Latest tax and social security developments regarding home office

With the COVID-19 pandemic, home office has become an established method of work for companies nationally and across borders. While it is often highly appreciated by employees, it also poses some risks for employers. Home office can potentially establish a permanent establishment. The same risk exists in an international context.

In this area, in addition to corporate tax considerations, social security aspects also need to be taken into account. The Swiss Tax Conference ("SKK") has published an analysis on home office and the potential establishment of a permanent establishment.

The SKK has concluded that, in most cases, home office for employees does not constitute a permanent establishment, for the following reasons:

    • The employer generally does not have control over the employee's workspace. Therefore, there is no permanent business establishment at the location of the home office.
    • The requirement of a fixed place of business is not fulfilled if the employee pays compensation for the use of a private space.
    • The nature of the work is usually negligible in terms of absolute activity level, and the number of employees working from home (quantitative element) is low.

    • It generally involves subordinate and ancillary activities (administrative tasks without external representation, such as no customer reception, power of attorney, etc.).

    • Even if multiple employees of the company reside in the same canton or municipality, a consolidated assessment of the number of employees is not appropriate.
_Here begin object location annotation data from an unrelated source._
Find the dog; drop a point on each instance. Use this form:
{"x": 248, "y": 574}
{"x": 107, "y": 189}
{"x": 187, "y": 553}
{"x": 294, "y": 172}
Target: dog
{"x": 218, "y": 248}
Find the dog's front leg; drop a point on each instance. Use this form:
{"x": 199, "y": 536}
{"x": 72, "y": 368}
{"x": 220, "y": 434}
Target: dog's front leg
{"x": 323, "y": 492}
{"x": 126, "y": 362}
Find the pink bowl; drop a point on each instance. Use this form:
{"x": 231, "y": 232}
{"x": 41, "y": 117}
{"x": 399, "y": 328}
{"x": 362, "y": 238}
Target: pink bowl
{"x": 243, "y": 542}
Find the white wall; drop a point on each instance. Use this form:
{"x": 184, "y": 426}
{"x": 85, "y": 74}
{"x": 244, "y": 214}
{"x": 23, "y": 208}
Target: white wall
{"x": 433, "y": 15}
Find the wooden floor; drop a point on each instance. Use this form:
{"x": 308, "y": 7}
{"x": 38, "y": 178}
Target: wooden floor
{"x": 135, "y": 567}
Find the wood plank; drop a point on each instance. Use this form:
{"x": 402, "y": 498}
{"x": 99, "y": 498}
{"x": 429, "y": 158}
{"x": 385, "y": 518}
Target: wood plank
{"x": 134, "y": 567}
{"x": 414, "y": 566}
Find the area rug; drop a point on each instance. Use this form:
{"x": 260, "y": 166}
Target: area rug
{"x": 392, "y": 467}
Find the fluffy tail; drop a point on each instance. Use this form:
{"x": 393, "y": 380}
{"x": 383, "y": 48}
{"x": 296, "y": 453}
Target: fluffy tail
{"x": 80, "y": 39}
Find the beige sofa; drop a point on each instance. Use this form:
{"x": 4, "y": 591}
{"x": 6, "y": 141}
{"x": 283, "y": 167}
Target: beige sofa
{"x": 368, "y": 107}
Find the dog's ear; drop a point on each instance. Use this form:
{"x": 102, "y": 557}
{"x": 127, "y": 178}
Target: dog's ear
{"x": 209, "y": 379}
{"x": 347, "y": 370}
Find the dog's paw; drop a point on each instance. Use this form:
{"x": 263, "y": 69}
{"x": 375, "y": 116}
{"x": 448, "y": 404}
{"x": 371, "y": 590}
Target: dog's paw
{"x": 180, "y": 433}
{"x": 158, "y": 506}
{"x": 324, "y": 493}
Each place of activity must be considered independently and meet the criteria for a permanent establishment.

The good news from the SKK analysis is that the tax risk of a permanent establishment in an intercantonal context is relativized for employees in a national setting. However, each case needs to be examined and assessed individually. For example, managing directors who primarily work from home can establish a permanent establishment at the place of activity, particularly in small-scale situations where operational management is in the hands of a single person.

 

Regarding employees, from a tax and social security perspective, when a lump-sum compensation for home office is paid (since 2022 after COVID-19), the absolute amount of compensation is checked, as well as whether the home office is voluntary or mandated. As long as the home office is voluntary, any amount can be agreed upon. In the case of forced home office, the lump sum must, on average, cover the expenses.

 

Typical acquisition costs during the home office period cannot be claimed for tax purposes by employees (e.g., travel expenses, meals outside the home). Under certain conditions, the costs for a dedicated home office can be deducted.

 

The COVID-19 agreements concluded with neighboring countries have become void. Regarding the issue of a corporate permanent establishment, the same criteria generally apply as in domestic law (fixed place of business, business activity of the company). Home office exceeding 40% can jeopardize the status of cross-border workers. If cross-border workers spend more than 49.9% of their individual working time in a foreign home office, this establishes a social security contribution obligation for the Swiss employer in the residence country (EU/EFTA) of the cross-border worker. Therefore, home office for cross-border workers should only be allowed up to 20% of their working time. Due to the individual assessment and the far-reaching consequences of tax liability abroad, a tax clarification of home office practices regarding cross-border workers is recommended, especially if more than one day of home office per week is granted.